Unduly Suggestive Eyewitness Identification

Published in: New York Law Journal | volume 234

In the U.S. District Court for the Eastern District of New York, Judge Arthur D. Spatt, granting a petition for habeas corpus, found the eyewitness identification was unduly suggestive. Judge David G. Trager denied a motion to dismiss a Racketeer Influenced and Corrupt Organizations Act (RICO) claim in connection with the renovation of the Metropolitan Transportation Authority’s (MTA) new headquarters, and Judge Spatt denied a Nassau County hospital’s claim of immunity under the Eleventh Amendment.

Habeas Corpus, Anti-Terror Act

In Brisco v.

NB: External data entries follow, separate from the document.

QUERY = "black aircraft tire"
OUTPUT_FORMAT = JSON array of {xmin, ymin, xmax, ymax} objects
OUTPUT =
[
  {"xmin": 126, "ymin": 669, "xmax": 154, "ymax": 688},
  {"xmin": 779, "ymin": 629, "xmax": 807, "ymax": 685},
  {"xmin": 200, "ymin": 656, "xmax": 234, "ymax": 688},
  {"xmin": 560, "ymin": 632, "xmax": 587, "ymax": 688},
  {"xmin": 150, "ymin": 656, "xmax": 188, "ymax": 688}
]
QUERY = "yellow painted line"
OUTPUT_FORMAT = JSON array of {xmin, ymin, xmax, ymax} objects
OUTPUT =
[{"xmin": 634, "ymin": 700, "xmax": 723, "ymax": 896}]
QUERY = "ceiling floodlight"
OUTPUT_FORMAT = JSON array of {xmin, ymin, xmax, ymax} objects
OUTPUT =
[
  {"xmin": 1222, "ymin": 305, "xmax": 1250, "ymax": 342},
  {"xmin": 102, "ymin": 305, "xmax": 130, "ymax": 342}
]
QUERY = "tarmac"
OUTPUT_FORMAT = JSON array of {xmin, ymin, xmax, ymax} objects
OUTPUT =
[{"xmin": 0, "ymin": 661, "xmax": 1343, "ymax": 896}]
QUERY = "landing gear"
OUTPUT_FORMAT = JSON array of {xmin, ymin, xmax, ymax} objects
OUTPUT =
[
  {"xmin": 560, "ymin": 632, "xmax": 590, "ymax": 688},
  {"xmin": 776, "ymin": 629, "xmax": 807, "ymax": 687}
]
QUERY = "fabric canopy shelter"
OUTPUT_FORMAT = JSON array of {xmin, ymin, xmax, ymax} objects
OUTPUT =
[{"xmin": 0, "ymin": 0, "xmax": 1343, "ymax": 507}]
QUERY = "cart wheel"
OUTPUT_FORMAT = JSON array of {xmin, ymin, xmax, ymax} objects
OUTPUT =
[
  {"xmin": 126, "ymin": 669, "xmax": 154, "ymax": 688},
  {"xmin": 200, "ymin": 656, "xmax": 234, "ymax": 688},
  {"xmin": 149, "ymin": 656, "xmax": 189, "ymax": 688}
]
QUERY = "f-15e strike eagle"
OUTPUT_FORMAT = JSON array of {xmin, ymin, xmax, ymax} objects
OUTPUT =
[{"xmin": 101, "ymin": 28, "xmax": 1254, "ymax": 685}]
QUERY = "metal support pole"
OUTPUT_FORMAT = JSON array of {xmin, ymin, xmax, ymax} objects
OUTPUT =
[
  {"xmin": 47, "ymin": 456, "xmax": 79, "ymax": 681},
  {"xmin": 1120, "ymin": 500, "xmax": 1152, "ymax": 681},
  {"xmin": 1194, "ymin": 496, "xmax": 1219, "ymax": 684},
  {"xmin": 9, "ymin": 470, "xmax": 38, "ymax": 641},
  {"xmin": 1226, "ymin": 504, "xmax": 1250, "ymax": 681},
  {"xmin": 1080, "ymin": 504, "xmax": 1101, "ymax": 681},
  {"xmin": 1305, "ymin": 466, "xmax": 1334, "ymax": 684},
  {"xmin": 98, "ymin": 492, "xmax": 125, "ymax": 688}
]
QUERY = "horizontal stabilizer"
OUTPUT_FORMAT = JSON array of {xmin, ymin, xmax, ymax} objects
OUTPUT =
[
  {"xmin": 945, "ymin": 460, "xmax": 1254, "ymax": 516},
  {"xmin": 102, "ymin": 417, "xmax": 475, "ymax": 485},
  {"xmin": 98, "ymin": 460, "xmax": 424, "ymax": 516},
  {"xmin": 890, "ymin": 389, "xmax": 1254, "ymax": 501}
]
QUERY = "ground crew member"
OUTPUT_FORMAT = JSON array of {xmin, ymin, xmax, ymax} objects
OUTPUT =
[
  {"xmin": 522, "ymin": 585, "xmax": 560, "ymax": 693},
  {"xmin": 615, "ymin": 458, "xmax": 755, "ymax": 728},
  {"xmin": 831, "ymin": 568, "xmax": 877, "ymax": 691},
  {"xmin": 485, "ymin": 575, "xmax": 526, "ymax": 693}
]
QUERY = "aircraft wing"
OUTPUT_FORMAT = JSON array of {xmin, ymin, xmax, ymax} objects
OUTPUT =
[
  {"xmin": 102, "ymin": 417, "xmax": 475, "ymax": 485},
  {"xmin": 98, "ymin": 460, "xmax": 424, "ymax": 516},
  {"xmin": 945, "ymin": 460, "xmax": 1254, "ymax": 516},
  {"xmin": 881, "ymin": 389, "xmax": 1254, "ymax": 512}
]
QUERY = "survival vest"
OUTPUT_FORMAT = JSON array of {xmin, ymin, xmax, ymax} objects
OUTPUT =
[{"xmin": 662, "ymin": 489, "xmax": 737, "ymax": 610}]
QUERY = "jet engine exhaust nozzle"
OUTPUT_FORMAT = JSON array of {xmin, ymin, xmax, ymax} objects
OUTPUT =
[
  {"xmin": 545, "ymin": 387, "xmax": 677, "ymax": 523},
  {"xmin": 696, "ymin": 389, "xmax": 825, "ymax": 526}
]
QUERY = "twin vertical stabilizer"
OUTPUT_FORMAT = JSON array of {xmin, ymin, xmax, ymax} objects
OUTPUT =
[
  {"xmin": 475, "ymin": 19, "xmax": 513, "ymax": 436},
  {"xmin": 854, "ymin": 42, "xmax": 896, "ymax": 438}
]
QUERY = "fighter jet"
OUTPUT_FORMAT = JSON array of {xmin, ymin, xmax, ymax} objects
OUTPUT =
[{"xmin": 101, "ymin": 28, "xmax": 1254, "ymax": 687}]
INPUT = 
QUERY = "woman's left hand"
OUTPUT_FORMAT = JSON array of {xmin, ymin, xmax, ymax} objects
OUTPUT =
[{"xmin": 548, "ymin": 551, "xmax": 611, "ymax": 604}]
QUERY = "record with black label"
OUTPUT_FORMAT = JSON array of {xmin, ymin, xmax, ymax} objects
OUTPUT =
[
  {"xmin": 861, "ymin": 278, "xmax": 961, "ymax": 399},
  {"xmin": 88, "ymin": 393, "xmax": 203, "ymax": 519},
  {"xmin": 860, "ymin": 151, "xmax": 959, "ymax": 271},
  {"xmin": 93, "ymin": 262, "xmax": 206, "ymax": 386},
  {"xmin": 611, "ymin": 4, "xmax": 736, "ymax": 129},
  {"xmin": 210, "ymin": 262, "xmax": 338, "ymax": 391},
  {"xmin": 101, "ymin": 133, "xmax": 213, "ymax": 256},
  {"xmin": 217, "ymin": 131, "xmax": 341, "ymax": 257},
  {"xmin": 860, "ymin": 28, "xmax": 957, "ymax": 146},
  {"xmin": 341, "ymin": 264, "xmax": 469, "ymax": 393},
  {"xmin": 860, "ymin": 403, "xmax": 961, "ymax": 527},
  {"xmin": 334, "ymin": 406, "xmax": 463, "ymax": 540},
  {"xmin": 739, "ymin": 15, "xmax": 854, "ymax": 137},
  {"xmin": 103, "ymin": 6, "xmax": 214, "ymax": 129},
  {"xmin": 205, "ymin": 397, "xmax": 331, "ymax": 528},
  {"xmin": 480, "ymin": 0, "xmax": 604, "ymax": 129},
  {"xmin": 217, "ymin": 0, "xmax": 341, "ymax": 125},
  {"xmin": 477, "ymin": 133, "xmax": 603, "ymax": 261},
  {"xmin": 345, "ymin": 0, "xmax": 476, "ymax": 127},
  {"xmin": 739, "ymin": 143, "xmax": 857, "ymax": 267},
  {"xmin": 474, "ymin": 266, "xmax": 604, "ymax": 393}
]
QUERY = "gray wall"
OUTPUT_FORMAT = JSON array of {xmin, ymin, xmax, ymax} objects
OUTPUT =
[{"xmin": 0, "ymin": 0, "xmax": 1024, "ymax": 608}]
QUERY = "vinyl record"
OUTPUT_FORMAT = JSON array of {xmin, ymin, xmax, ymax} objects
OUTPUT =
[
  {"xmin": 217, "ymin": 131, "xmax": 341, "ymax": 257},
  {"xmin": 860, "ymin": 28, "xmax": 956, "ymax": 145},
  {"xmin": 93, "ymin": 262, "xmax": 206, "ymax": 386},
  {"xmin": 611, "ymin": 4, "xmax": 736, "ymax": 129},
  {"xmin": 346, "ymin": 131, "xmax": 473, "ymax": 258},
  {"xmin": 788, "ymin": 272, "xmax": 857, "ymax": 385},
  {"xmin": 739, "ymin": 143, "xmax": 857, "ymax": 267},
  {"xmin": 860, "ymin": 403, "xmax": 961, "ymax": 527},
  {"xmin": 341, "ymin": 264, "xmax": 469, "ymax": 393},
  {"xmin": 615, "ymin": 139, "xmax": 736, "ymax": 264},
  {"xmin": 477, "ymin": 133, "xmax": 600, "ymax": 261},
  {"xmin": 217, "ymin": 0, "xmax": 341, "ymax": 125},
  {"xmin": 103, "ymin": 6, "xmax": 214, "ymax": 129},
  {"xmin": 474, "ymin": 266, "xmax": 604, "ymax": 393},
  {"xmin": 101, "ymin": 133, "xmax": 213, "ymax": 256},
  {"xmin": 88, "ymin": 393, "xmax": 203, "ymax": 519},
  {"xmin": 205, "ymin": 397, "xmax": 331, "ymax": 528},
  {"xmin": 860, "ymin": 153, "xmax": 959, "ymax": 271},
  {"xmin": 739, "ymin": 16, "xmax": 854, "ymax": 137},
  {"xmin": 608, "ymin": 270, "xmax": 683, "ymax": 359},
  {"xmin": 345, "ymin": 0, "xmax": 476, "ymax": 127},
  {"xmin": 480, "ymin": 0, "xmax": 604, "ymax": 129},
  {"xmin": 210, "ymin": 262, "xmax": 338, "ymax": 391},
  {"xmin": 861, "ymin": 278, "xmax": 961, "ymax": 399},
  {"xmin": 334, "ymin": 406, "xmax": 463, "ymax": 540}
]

Phillips, 04 CV 00829 (EDNY, July 16, 2005), Judge Spatt granted petitioner’s application for a writ of habeas corpus, vacating his conviction for second-degree burglary and suppressing "show-up" identification evidence. Judge Spatt applied the Anti-Terrorism and Effective Death Penalty Act (AEDPA) and found that the New York State courts "unreasonably applied Federal law" in admitting the pre-trial identification of petitioner.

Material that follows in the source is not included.